The unit gives Android Auto, CarPlay and a few other features that make the drive that little more enjoyable.

The Problem

The head unit, whilst feature packed, lacks in a few areas and though it does what it says on the tin, lacks a few of the sensible features you’d like to see in a well-thought-out design. The biggest of these is that the steering wheel controls do not work to control media when using CarPlay or Android Auto.

Steering wheel control parsing is a solved problem. There are units available that will connect to the Car’s bus, and emit the right signals for numerous third party units to achieve this. But what if we want to be a bit more abstract?

Many users won’t use a third party head unit at all, and would prefer to connect through a standard “AUX” (3.5mm) cable, Bluetooth Audio Profile (A2DP or similar) or via a not-quite-well-implemented custom head unit. So how do we solve the issue for these different use cases?

The Solution

Whilst chewing over the options to solve this, I decided that I’d create a tool called the CANOpener. Most modern cars lean on the CAN bus to share information between ECU’s, and while there are some exceptions to this, cars of the era where this problem is resident almost universally share this technology - though each in a slightly different way.

Hardware

The aim here is to use a fairly ubiquitous board, an ESP32 to listen to the Car’s CAN bus at the head unit, and watch for messages of interest, before taking an action in relation to this message.

Whilst we started out trying to use this to handle SWC (Steering Wheel Control) messages, the thoughts are creeping in that we could also use this to handle other events present on the bus, and use these for our own reasons.

Preventing onward traffic

It became apparent during analysis that there are some messages which result in an action on the factory head unit, which we’d like to prevent occurring if we were to handle the message. This led to the thinking we’d have to effectively man-in-the-middle the traffic to the head unit. Whilst not strictly necessary, this would mean we’d be able to (potentially) do a lot more with the unit in the future.

(C)Analysis…

I’ll follow on with more detailed information on this in future - the basics are that I used an MCP2515 transceiver paired with an ESP32 to capture traffic on the bus. I also used a USB-CAN Analyser from Amazon, and later a Raspberry Pi hat with the relevant hardware to try and optimise the packet throughput that was achievable on the hardware.

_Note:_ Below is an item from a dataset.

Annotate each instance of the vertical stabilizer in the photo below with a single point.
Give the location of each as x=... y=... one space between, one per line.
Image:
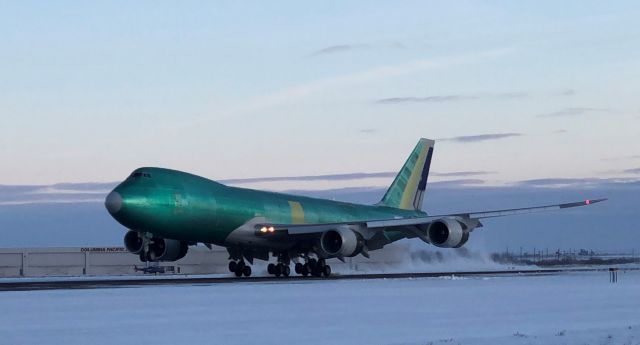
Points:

The MCP2515 Allows us to set filters and masks on the input data, meaning we can effectively observe only the traffic of interest, but this doesn’t allow us to selectively pass on the traffic that isn’t of interest. That’s a problem to solve later down the road, though.

I’ll create another post in future including a little more detail on how this data was analysed along with code that’s relevant.